Il processo promette anche un altro risultato: creare più consapevolezza intorno ai “veleni di Quirra”. “Nel 1969 quando, giovane insegnate, sono arrivata a Villaputzu il poligono era un argomento tabù – ricorda Mariella -. Mi torna alla mente una gita con gli studenti rimandata all’improvviso perché nei pressi del sito archeologico era caduto un missile. La reazione? Quasi normalità. ‘Può succedere’, era il commento classico”. Anche sollevando il discorso al bar o nei negozi stessa reazione. “Una rassegnazione totale, un ‘non ci possiamo fare niente’ e quindi ‘sforziamoci di non vederlo’: si libera l’orizzonte visivo e cognitivo. Come nel detto sardo ‘no du potzu mancu biri”, non voglio vederlo”. 

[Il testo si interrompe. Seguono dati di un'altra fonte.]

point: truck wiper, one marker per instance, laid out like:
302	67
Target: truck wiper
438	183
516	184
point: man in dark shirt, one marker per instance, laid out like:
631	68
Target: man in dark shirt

Da allora molto è cambiato. Anche se “ovunque ci sia una potenza politica o economica che agisce si crea il consenso. E’ accaduto con tanti poli industriali altamente inquinanti”, dice. Taranto con l’Ilva, Casale Monferrato con i morti dell’eternit, il polo industriale di Portovesme o quello di Sarroch in Sardegna. “Bisogna ottenere il consenso delle popolazioni con il ricatto occupazionale. E c’è tutta una convergenza di quella che possiamo chiamare la zona grigia: se sei un politico che ti occupi di un territorio con una fabbrica o di una base militare e ti opponi carriera politica non ne fai”. 

 

“Vogliamo una soluzione politica”

Ciò che “Gettiamo le basi” e tante altre associazioni antimilitariste chiedono non è semplicemente la chiusura della base di Quirra (e delle altre della Sardegna) ma “una soluzione politica, una presa di posizione forte e chiara, contro i silenzi che si sono accumulati fino a oggi”. Ogni 15 del mese si tiene un sit in davanti alla Prefettura di Cagliari e lì incontrano i rappresentanti del governo. “A loro chiediamo di sospendere le attività nei poligoni fino a che non sia emersa la verità sui veleni killer, le bonifiche e il ripristino ambientale, i risarcimenti per le famiglie delle vittime e per tutto il popolo sardo. Chiediamo una scelta politica di pace: la guerra in Sardegna costa 70 milioni di euro, investiamoli piuttosto in scuola, sanità e trasporti”.